Si ces interventions ont parfois suscité des réactions outrées, elle ne semblait cependant pas déranger outre mesure les organisateurs du débat. Pour eux, voter aux élections ne leur semblait pas contradictoire avec le fait de participer à Génération Ingouvernable. Au contraire, ceux-ci espéraient bien que même les gens ayant voté viendraient perturber le soir du premier tour avec eux. Là était l’essentiel.

Pourtant, derrière les discours, nous voyons mal comment le fait de voter et de participer à Génération Ingouvernable pourrait être compatible. Et en premier lieu quand nous regardons l’activité proposée par les organisateurs à la fin du weekend, un autodafé électoral. Comment pourrait-on bien voter après avoir brûlé sa carte électorale ?

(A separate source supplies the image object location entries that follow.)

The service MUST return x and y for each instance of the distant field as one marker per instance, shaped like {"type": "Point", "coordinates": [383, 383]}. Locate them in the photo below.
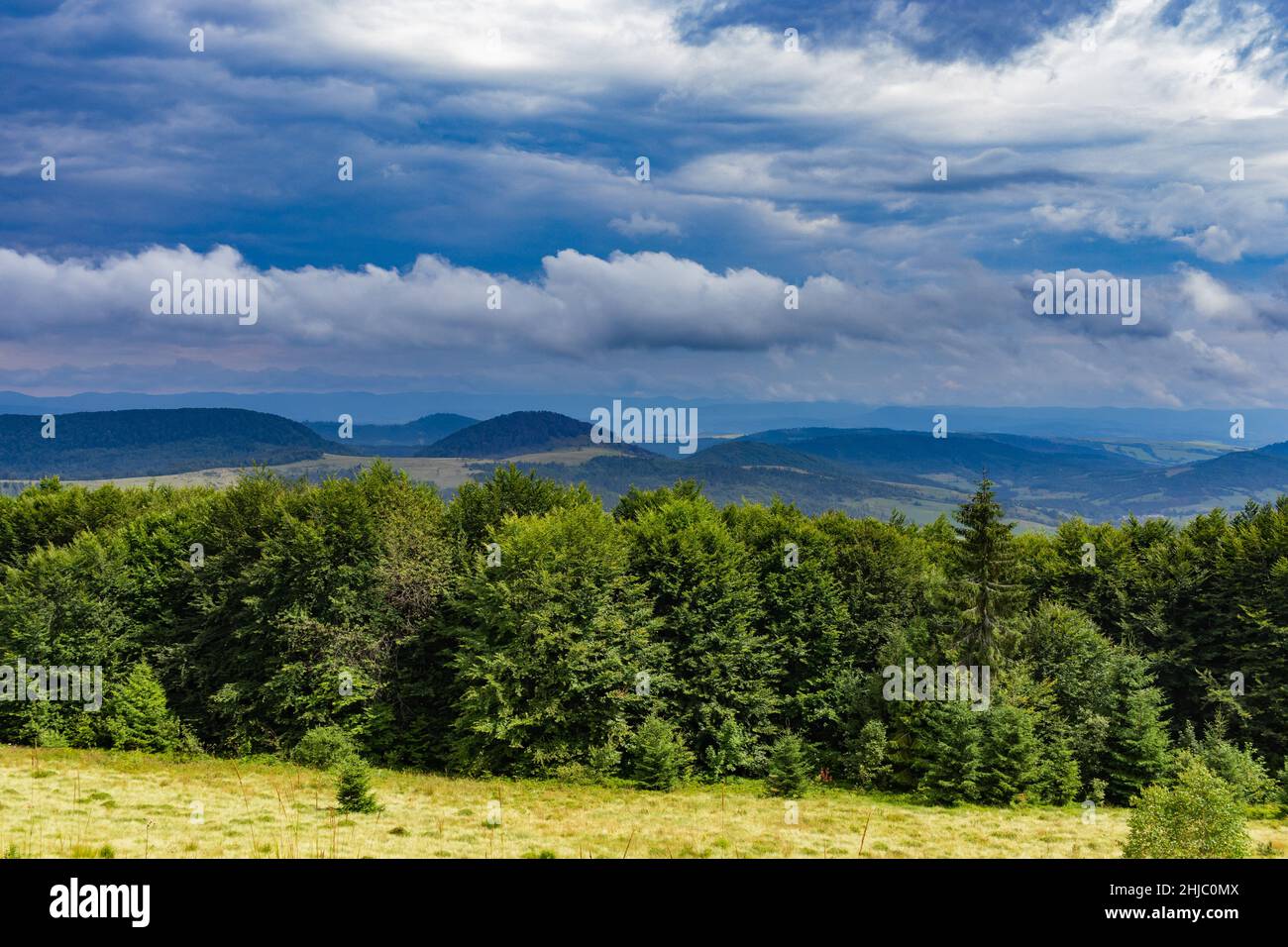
{"type": "Point", "coordinates": [446, 474]}
{"type": "Point", "coordinates": [442, 472]}
{"type": "Point", "coordinates": [60, 802]}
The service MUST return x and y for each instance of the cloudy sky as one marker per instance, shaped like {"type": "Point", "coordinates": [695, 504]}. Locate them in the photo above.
{"type": "Point", "coordinates": [497, 145]}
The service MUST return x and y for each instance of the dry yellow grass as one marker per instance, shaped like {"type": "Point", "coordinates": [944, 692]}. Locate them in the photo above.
{"type": "Point", "coordinates": [62, 802]}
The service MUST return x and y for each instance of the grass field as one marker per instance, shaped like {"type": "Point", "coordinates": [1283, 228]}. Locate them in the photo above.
{"type": "Point", "coordinates": [77, 802]}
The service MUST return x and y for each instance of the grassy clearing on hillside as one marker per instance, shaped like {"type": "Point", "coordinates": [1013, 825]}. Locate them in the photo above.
{"type": "Point", "coordinates": [76, 802]}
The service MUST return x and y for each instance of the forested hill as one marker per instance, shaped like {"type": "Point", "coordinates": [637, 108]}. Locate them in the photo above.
{"type": "Point", "coordinates": [145, 444]}
{"type": "Point", "coordinates": [507, 436]}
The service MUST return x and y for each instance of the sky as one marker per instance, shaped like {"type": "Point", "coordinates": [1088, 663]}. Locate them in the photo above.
{"type": "Point", "coordinates": [790, 150]}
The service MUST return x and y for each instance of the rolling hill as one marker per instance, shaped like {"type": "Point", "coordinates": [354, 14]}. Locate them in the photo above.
{"type": "Point", "coordinates": [507, 436]}
{"type": "Point", "coordinates": [395, 440]}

Surtout, le soutien à Jean Luc Mélenchon et le fait de remettre en cause de manière radicale ce système ne peut pas être compatible. Doit-on rappeler à ce propos, que dans le programme du candidat du mouvement de la France Insoumise, nous trouvons par exemple la proposition d’augmenter les effectifs de police ? Cette même police qui nous a réprimé durant la mobilisation contre la loi travail et qui sera évidemment en première ligne pour empêcher quiconque voudra se rendre ingouvernable. Tout cela, les organisateurs de ce débat le savent évidemment, mais ils ont choisi de ne pas l’assumer jusqu’au bout. Et c’est là l’une des principales critiques que nous pourrions faire à propos de ce week-end de débats. N’est-ce pas au contraire la tâche des révolutionnaires au contraire d’expliquer et du convaincre du fait qu’il n’est pas possible de réformer ce système, mais aussi, par exemple, de dévoiler ce qui se cache derrière la candidature de Jean Luc Mélenchon, les complaisances avec le patronat et les relents réactionnaires ?

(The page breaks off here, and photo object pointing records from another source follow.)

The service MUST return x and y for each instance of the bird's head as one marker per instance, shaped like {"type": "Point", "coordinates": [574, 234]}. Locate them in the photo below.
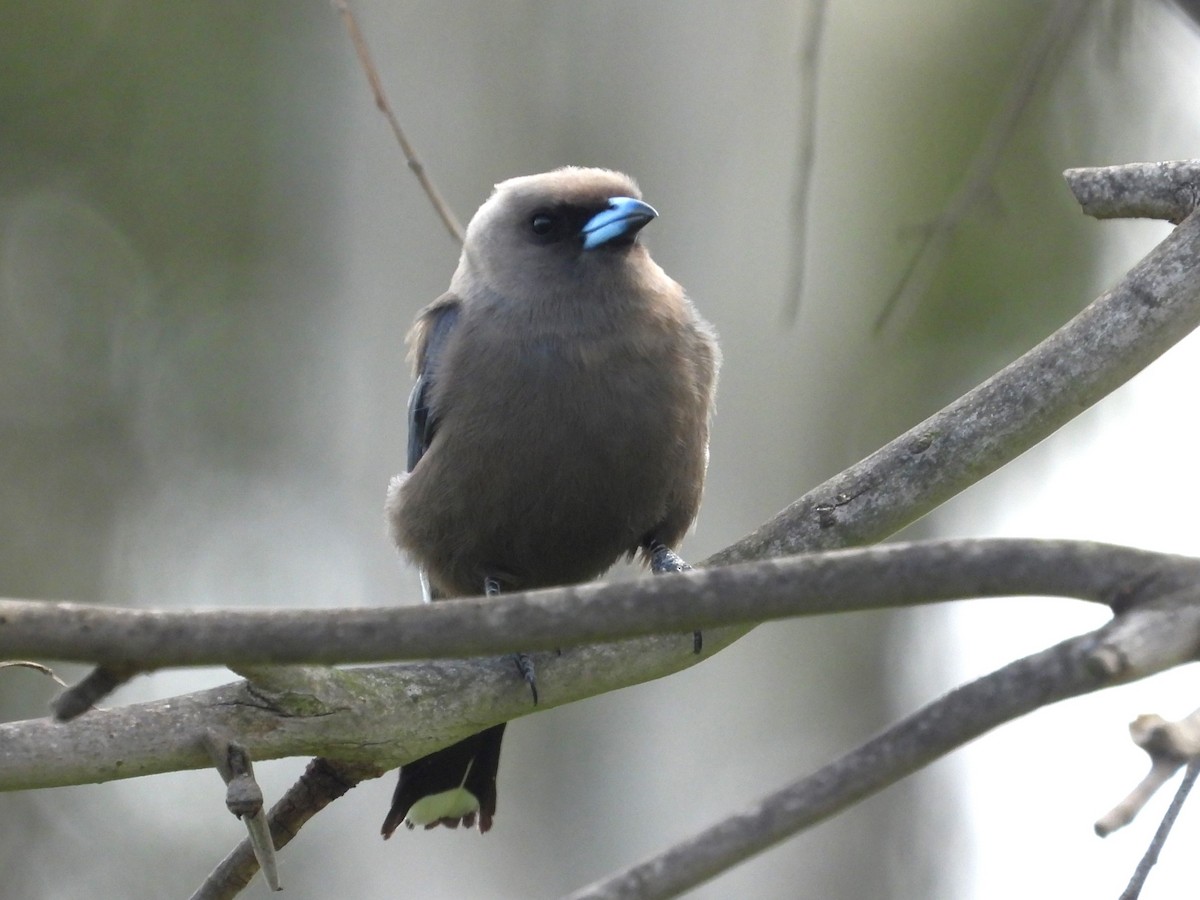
{"type": "Point", "coordinates": [556, 229]}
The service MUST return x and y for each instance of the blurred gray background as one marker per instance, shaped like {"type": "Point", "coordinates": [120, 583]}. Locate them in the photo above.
{"type": "Point", "coordinates": [210, 251]}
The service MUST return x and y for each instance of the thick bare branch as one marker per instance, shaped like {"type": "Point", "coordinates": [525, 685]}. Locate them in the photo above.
{"type": "Point", "coordinates": [876, 577]}
{"type": "Point", "coordinates": [1146, 190]}
{"type": "Point", "coordinates": [1115, 654]}
{"type": "Point", "coordinates": [364, 714]}
{"type": "Point", "coordinates": [1155, 306]}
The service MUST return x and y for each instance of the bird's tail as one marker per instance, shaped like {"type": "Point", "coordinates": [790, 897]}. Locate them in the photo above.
{"type": "Point", "coordinates": [453, 786]}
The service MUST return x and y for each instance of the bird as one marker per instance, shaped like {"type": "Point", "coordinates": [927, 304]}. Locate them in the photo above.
{"type": "Point", "coordinates": [559, 421]}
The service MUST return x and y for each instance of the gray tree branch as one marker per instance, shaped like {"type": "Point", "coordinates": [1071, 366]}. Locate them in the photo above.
{"type": "Point", "coordinates": [287, 711]}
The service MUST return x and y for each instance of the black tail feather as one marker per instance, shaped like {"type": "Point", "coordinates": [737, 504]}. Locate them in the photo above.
{"type": "Point", "coordinates": [471, 763]}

Si depuis la mobilisation contre la loi travail, certains secteurs du cortège de tête semblent avoir opérer un certain nombre de clarifications d’ordre tactique et stratégique, force est de constater que celle-ci se font de manière implicite. Dès lors, le mot d’ordre de Génération Ingouvernable ne peut que prêter à confusion, au malentendu et limiter le débat. Les révolutionnaires doivent-ils passer à l’action directe maintenant ou tenter de convaincre d’abord de larges franges de la population de l’actualité et de la nécessité de l’insurrection, pourquoi et comment ? Doivent-ils s’organiser dans un parti ? Quel comportement doivent-ils avoir face aux élections ? Autant de questions légitimes, vitales même pour celles et ceux qui prétendent renverser ce système.

Ces questions, pour être débattues et tranchées, doivent se faire à visage découvert et à destination du plus grand nombre. Débattre en tant que révolutionnaires, débattre de stratégie, et non pas en tant que citoyens ou autres nuitdeboutistes, constitue une voie obligatoire pour forger des militants convaincus et préparés, non seulement pour construire les soulèvements à venir mais surtout pour permettre de les convertir en une véritable révolution. Malgré ses limites, le weekend de Génération Ingouvernable apparaît comme une première tentative en ce sens. Cependant, force est de constater que l’on ne sait pas, pour l’instant, de quoi il est le nom. Un débat à continuer donc.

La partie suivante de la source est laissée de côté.